Food can be one of the major factors on our mood and general cognitive wellbeing and sugar specifically can have a significant impact on how well our brain performs. Even though sugar is nothing to be concerned about in small quantities, many of us are eating and drinking too much on a daily basis.

 

In supermarkets, packaged and highly processed foods contain, on average, 74% sugar. And while it is recommended that sugar comprises 5% of our daily diet, the average intake is over double this amount.

 

With this in mind, here are five things that sugar does to our brain:

 

 

  1. Disrupts Emotional and Mental Balance

 

Too much sugar leaves us prone to mood swings as it depletes our vitamin B stores (important vitamins for a healthy brain) and blocks the chromium receptors, both of which are natural emotionally balancing chemicals. This may lead to us feeling irritable, anxious and having dramatic peaks and troughs in mental performance.

 

Some foods high in B vitamins which are great for the brain include: eggs, chickpeas, oily fish and bananas.

 

 

  1. Blocks Memory Receptors

 

A high sugar diet affects our cognitive function and our mental performance. Studies have shown that we may actually have a harder time making connections with what people say and making connections between concepts as a result of sugar.

 

A great counterbalance to this is to eat more nuts, seeds and avocados as they are a great source of omega 3 and vitamin E to promote our memory capacity.

 

 

Infographic-Caffeine-Sugar-Comparison-Blog

 

  1. Lowers our Mood

 

When we feel down, it is hard to get anything done. Eating sugar stimulates the release of the mood-boosting neurotransmitter serotonin. But when we eat sugary foods, our brain craves more and more and if we are constantly over-activating these pathways, our levels of serotonin can deplete, leaving us with symptoms similar to that of depression.

 

The best way to combat these mood dips is to have steady, regular meals with protein and fibre at the centre to keep our insulin levels constant and help us feel satisfied for longer.

 

 

  1. Increases Stress Levels

 

As with any emotional response, our body becomes flooded with chemicals and when we are stressed, our fight or flight response kicks in.

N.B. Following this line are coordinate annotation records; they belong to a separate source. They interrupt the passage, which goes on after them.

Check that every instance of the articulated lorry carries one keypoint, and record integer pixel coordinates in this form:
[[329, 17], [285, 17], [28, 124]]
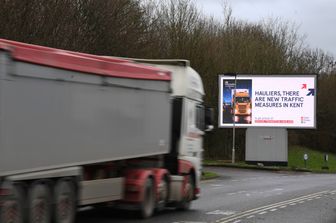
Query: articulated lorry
[[242, 108], [83, 130]]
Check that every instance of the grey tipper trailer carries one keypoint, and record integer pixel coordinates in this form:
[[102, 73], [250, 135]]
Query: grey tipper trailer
[[79, 129]]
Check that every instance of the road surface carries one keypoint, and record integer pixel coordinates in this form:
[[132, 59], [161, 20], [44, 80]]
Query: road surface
[[244, 196]]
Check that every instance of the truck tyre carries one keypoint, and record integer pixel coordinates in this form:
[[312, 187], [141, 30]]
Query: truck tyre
[[148, 204], [39, 203], [12, 209], [185, 204], [163, 193], [65, 201]]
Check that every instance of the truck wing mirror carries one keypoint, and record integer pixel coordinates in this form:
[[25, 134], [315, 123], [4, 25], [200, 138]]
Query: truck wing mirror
[[209, 119]]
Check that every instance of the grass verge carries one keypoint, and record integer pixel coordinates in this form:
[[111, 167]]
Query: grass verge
[[315, 162]]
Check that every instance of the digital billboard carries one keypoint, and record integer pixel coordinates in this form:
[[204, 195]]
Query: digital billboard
[[287, 101]]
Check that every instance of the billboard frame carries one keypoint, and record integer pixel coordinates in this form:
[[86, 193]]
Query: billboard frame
[[236, 76]]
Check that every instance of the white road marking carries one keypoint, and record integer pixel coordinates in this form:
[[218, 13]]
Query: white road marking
[[220, 212], [265, 209]]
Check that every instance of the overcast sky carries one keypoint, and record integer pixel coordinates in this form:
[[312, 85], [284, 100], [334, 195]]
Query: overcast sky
[[316, 18]]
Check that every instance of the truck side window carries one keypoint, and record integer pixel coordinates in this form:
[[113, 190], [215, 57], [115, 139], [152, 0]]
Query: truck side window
[[200, 122]]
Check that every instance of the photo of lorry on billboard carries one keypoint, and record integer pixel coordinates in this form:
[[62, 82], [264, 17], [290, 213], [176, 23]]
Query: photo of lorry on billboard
[[287, 101]]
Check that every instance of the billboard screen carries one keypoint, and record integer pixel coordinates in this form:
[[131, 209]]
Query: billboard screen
[[287, 101]]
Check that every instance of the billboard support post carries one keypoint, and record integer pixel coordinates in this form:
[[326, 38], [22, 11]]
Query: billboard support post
[[234, 122]]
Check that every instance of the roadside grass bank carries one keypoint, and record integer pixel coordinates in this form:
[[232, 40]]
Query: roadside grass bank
[[316, 162]]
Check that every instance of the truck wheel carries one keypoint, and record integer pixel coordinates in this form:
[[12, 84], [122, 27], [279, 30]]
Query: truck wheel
[[163, 193], [185, 204], [148, 203], [65, 202], [39, 203], [12, 209]]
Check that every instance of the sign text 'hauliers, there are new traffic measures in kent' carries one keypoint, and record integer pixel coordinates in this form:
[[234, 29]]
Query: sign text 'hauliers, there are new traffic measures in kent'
[[287, 101]]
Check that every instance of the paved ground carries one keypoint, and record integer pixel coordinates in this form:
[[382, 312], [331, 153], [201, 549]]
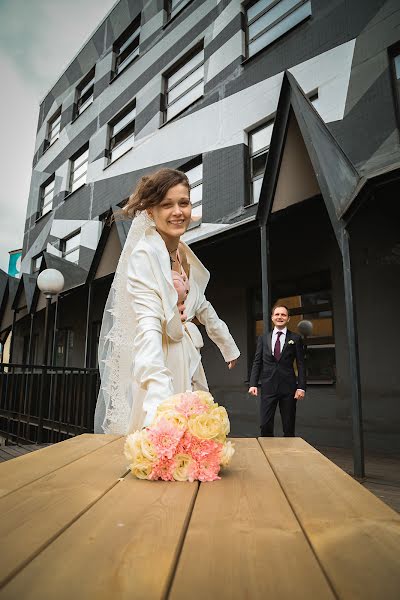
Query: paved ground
[[382, 471]]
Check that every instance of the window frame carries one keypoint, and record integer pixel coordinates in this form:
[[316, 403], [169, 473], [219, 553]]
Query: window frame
[[42, 196], [199, 48], [49, 141], [119, 50], [394, 51], [82, 98], [128, 108], [270, 121], [73, 168], [34, 267], [270, 26], [312, 97], [63, 243]]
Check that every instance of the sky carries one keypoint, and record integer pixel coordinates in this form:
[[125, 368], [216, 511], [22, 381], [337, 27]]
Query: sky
[[38, 39]]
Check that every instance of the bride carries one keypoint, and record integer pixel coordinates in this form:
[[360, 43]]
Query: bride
[[149, 347]]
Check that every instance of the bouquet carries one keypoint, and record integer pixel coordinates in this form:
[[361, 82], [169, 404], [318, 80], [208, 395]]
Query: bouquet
[[185, 442]]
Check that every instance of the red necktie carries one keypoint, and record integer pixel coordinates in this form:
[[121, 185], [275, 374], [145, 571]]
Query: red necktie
[[277, 347]]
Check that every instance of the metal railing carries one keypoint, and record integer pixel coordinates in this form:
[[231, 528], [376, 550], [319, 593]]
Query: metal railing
[[42, 404]]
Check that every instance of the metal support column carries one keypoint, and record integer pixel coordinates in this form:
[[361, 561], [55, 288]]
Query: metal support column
[[44, 388], [87, 332], [352, 339]]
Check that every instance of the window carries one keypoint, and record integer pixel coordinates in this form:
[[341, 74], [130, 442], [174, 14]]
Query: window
[[36, 263], [53, 128], [184, 85], [79, 166], [267, 20], [84, 93], [259, 141], [315, 307], [64, 347], [46, 197], [126, 48], [194, 171], [122, 132], [94, 345], [174, 6], [70, 247]]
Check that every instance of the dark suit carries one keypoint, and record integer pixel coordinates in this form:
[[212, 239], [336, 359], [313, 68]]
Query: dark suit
[[278, 381]]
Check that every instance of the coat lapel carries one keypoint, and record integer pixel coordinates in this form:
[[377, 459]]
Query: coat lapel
[[268, 338], [287, 338]]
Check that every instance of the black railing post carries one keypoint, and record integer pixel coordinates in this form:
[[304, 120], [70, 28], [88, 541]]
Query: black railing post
[[44, 388]]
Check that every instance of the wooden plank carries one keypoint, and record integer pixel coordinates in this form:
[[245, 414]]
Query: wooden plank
[[33, 516], [33, 465], [243, 540], [124, 547], [14, 450], [355, 536]]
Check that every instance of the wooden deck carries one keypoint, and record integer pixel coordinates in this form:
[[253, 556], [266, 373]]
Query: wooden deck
[[283, 523], [382, 471]]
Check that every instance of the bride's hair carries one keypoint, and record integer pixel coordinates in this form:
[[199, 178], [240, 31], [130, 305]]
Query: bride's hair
[[151, 190]]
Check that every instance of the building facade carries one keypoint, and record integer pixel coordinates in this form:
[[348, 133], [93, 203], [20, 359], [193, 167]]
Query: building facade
[[196, 85]]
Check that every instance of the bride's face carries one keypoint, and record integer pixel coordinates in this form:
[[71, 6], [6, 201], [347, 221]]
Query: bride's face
[[172, 215]]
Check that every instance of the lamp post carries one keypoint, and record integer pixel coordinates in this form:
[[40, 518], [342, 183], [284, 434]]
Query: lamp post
[[50, 282]]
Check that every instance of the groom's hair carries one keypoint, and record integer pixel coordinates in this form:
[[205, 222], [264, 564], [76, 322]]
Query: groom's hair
[[279, 305]]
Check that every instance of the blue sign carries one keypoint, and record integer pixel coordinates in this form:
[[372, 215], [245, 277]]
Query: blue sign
[[14, 264]]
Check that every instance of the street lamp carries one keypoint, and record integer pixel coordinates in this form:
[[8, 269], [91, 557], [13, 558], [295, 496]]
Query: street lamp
[[50, 282]]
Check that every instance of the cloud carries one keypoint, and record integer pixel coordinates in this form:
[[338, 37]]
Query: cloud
[[37, 41]]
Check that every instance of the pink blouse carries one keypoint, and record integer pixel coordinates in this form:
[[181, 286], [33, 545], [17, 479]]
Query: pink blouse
[[182, 286]]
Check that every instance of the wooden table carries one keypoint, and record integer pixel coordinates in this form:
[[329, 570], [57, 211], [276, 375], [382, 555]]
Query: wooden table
[[283, 522]]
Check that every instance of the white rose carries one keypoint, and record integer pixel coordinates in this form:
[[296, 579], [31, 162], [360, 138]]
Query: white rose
[[181, 467], [132, 446]]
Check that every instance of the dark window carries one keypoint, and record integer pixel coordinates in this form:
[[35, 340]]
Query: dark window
[[194, 171], [184, 84], [259, 142], [53, 128], [46, 197], [36, 263], [122, 132], [79, 166], [395, 60], [70, 247], [64, 348], [315, 307], [174, 6], [94, 344], [126, 48], [267, 20], [84, 93]]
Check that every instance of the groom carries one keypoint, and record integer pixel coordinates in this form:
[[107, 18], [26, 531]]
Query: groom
[[273, 360]]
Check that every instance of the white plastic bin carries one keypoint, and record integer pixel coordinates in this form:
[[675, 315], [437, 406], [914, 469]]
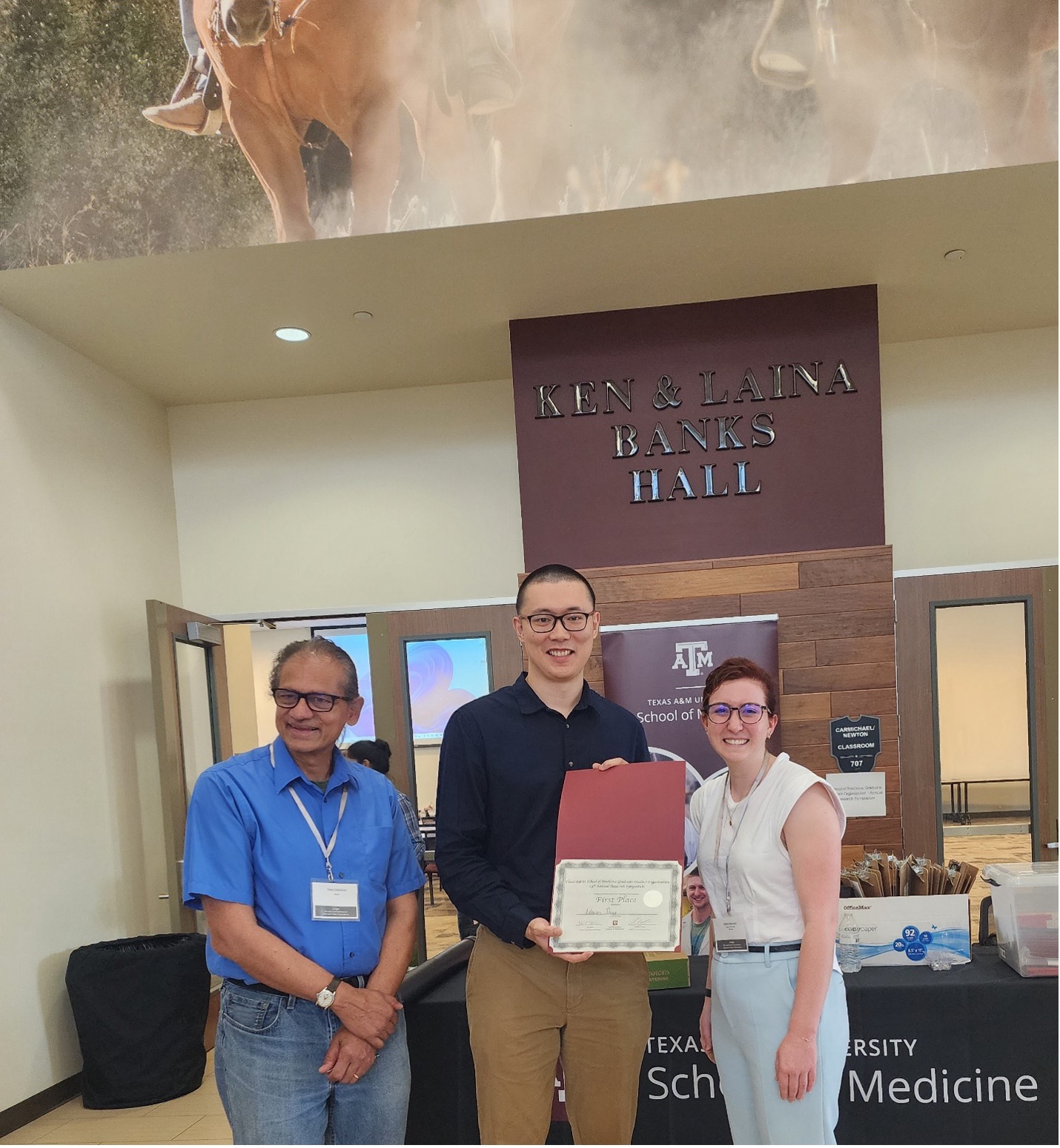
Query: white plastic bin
[[1024, 907]]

Stress has been linked to overeating and gaining weight. We feel guilty when we eat unhealthy foods like sugary snacks and drinks which can cause underlying stress in our lives.

 

The best way to counteract this is to get ahead of our body’s stress cycle. We can do this by eating foods that will release serotonin without spiking blood sugar levels, like walnuts, avocados and berries.

 

 

  1. Blurs our Mental Focus

 

According to a recent study, sugar forms free radicals in the brain’s membrane, compromising our nerve cells’ ability to communicate. This causes what is known as brain fog. The study also drew connections between sugar intake and our ability to retain information and process ideas.

This is one reason why energy drinks can be so counterproductive when we are trying to focus. The high sugar will leave us with a crash, leading us to feel sluggish and often worse than before.

 

More high protein and high fibre foods will help us focus throughout the day. Foods high in protein and fibre also make us feel fuller which means we will be less likely to reach for something sweet. Nuts and pulses are a great snack to help keep those sugar cravings at bay, while helping us to retain razor sharp focus.